Consultants at Aon Hewitt, a unit of Aon Corp., Lincolnshire, Ill. (NYSE:AON), have reported that finding in a summary of results from an analysis of survey data from 5,700 large employers located around the world.

The percentage of workers who said they have positive feelings about their employers' people and human resources practices fell to 47%, from 57%.

The percentage who said they were happy with their employers' leadership sank to 54%, from 66%.

The overall engagement fell to 56%, from 60%.

The decline in the overall engagement level was the largest the consultants have recorded in the past 15 years.

Scores started out at a somewhat higher level in North America but fell here, too, the consultants report.
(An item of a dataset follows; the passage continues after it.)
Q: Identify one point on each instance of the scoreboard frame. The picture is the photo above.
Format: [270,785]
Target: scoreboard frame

Scores in Latin America started above the world average and stayed above the world average.

Workers seem to be unhappy because managers have not put in the kind of worker required to lead to genuine increases in productivity, the consultants say.

Engagement is not a frill, the consultants argue.

The consultants define companies with engagement levels at 65% or higher as having a "high-performing culture" and those with levels below 45% as being in a "serious or destructive range."

"Organizations with high levels of engagement continue to outperform the total stock market index and posted total shareholder returns 22% higher than average in 2010," the consultants report. "On the other hand, companies with low engagement had a total shareholder return that was 28% lower than the average."